# Over-stimulation and Nippyness



## doomrider (Feb 24, 2013)

Hello all. My girlfriend and I are adopting a 1 yr 1mo old dog from the shelter. They say that he is a pug/beagle mix, but we aren't 100% sure. We are in the process of moving so the shelter has agreed to board him for one more month (he has been there for 7 months and was in another shelter prior to that). I know that we have yet to establish the trust/respect relationship that we hope to build with him once he lives with us. So far in our time bonding and socializing (we try to see him 4x per week and spend at least 2 hours with him each time) we have learned a little bit more about him and his personality. I would say that 90-95% of the time he is a very sweet little guy and really wants to please and be loved. However, we have noticed that during our play time he is very easily overstimulated and once he becomes overstimulated he gets extremely nippy. His nippyness (is that a word?) includes jumping and biting our shoes, ankles, pants, shirts, arms, fingers, and just about any part of us that he can get a hold of. When he nips our body parts it is very quick and does not break skin, but it does hurt. When grabs a hold of our clothes he likes to tug. We have realized that our first step should be to know the signs of over-stimulation and that maybe for a while (until we train him) that playing in such a manner is something that he is not ready for yet. He is very good with one of the women who works with him on a consistent basis so we believe that once we bring him home and develop a trust/respect relationship that his behavior around us will improve and that eventually we may be able to reintroduce play time.

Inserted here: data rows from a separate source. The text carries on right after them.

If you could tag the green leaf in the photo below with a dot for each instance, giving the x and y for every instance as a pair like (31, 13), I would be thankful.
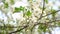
(6, 5)
(28, 13)
(21, 8)
(46, 1)
(53, 12)
(3, 1)
(42, 27)
(12, 1)
(17, 10)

That being said, when he is on a leash he is very good. I walk with him close by my side and rarely have to give him the little tug necessary when he starts to pull ahead. He is also very good out in public when he sees other people and dogs. He does not pull on the leash to try and get near them too much and if he does then a short tug gets him under control. 

We really love the little guy and can't wait to bring him home with us. We feel that with some obedience training and with us being more observant we can hopefully curtail some of his nipping issues. We have already started following the "Be A Tree" advice that we read on here. Hopefully that along with some obedience classes will help us, but we are completely open to listening to any advice that is offered.


----------



## HollowHeaven (Feb 5, 2012)

Well, right now, boarded or not, he's still in a shelter, and it seems like he's been in a shelter nearly all of his life. Most shelters don't have the time or the resources to properly exercise and train the dogs in their care. 
It's going to be difficult to teach him anything while he's still in the shelter because it's not going to be implemented continually like it will be in the home. -though it's not a bad idea to use it while you can.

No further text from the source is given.